University of North Carolina (UNC) logo

University of North Carolina (UNC)

Status

Not yet enrolling

Conditions

Hypertensive Disorder of Pregnancy

Treatments

Behavioral: Thriving Hearts
Other: Usual Care

Study type

Interventional

Funder types

Other

Identifiers

NCT06744231
24-2138

Details and patient eligibility

About

The overarching goal of Thriving Hearts is to implement a multi-level program through Local Health Departments (LHDs) that cultivates conditions for mothers and birthing people to not only survive pregnancy, but to thrive. Thriving Hearts is a collaboration among LHDs in ten North Carolina counties, designed to reduce incidence of Hypertensive Disorders of Pregnancy (HDP) and their complications through support and connection at the individual, healthcare provider, and community level. The investigators will conduct a pragmatic, stepped-wedge, cluster randomized study. Participating LHDs will begin in a usual care phase, and they will transition to Thriving Hearts in clusters in a randomly assigned sequence at 9-month intervals.

Full description

Birthing people in the United States experience unacceptable rates of severe maternal morbidity (SMM) and maternal mortality (MM). Hypertensive disorders of pregnancy (HDP) are a major contributor: among individuals who died during the birth hospitalization, one in three had an HDP diagnosis. Populations that have experienced structural racism are disproportionately affected. Compared with white birthing people, Black birthing people with HDP are more likely to experience severe morbidity, and they are 3.7 times more likely to die from HDP complications. To address the root causes of these disparities, multicomponent strategies are urgently needed. The overarching goal of Thriving Hearts is to implement such a multi-level intervention through Local Health Departments (LHDs), cultivating conditions for mothers and birthing people to not only survive pregnancy, but to thrive. Thriving Hearts is a collaboration among LHDs in ten North Carolina counties, designed to reduce incidence of HDP and its complications through support and connection at the individual, healthcare provider, and community level. At the individual level, Mama Hearts maternity care will provide evidence-based, culturally tailored, holistic preventative care for pregnant people at risk for HDP. At the healthcare provider level, the project will address burnout and compassion fatigue among LHD staff and community healthcare providers through healing-centered, trauma-informed care. At the community level, Loving Connection will deploy community health workers and an integrated medical-legal partnership to provide proactive support through universal, strength-based assistance in a mutual aid context, building awareness of local resources and cultivating spaces for community support, connection, and joy.

The Thriving Hearts study uses a hybrid type 1 effectiveness-implementation design.
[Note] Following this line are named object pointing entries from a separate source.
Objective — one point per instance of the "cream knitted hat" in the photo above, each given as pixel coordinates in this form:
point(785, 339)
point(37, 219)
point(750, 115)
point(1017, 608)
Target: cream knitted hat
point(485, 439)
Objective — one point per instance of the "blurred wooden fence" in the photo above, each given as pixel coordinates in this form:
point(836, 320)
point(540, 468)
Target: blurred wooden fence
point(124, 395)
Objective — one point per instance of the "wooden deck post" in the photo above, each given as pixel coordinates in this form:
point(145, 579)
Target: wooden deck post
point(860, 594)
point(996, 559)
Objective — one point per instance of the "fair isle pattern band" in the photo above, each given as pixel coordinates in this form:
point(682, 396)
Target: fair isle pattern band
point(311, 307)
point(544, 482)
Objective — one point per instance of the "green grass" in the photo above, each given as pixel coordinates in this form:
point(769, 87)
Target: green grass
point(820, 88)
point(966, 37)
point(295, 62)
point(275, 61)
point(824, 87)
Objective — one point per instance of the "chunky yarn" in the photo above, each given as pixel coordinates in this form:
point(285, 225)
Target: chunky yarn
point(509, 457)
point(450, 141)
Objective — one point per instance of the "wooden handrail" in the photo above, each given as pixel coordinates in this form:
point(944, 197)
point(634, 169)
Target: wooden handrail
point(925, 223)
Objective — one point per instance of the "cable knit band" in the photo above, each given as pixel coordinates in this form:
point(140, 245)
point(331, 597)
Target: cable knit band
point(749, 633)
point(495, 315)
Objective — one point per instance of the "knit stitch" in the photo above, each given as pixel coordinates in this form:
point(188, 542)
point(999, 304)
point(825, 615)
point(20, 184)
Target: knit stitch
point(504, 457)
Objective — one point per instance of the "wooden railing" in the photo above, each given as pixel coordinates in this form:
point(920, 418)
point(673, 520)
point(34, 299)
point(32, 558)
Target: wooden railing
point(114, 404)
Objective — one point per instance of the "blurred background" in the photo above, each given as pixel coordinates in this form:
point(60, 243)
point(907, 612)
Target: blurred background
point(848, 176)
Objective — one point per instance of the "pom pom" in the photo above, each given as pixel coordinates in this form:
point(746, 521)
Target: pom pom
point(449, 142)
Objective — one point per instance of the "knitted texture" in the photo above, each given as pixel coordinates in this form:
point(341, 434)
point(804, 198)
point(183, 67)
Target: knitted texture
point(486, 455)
To quantify effectiveness, the team will conduct a pragmatic, stepped-wedge, cluster randomized trial, implementing the intervention through LHDs. Participating LHDs will begin in a usual care phase, and they will transition to Thriving Hearts in pairs in a randomly assigned sequence, at 9-month intervals. The team will systematically document usual care in each county. To inform future scale-up and dissemination, the team will conduct a mixed methods implementation evaluation.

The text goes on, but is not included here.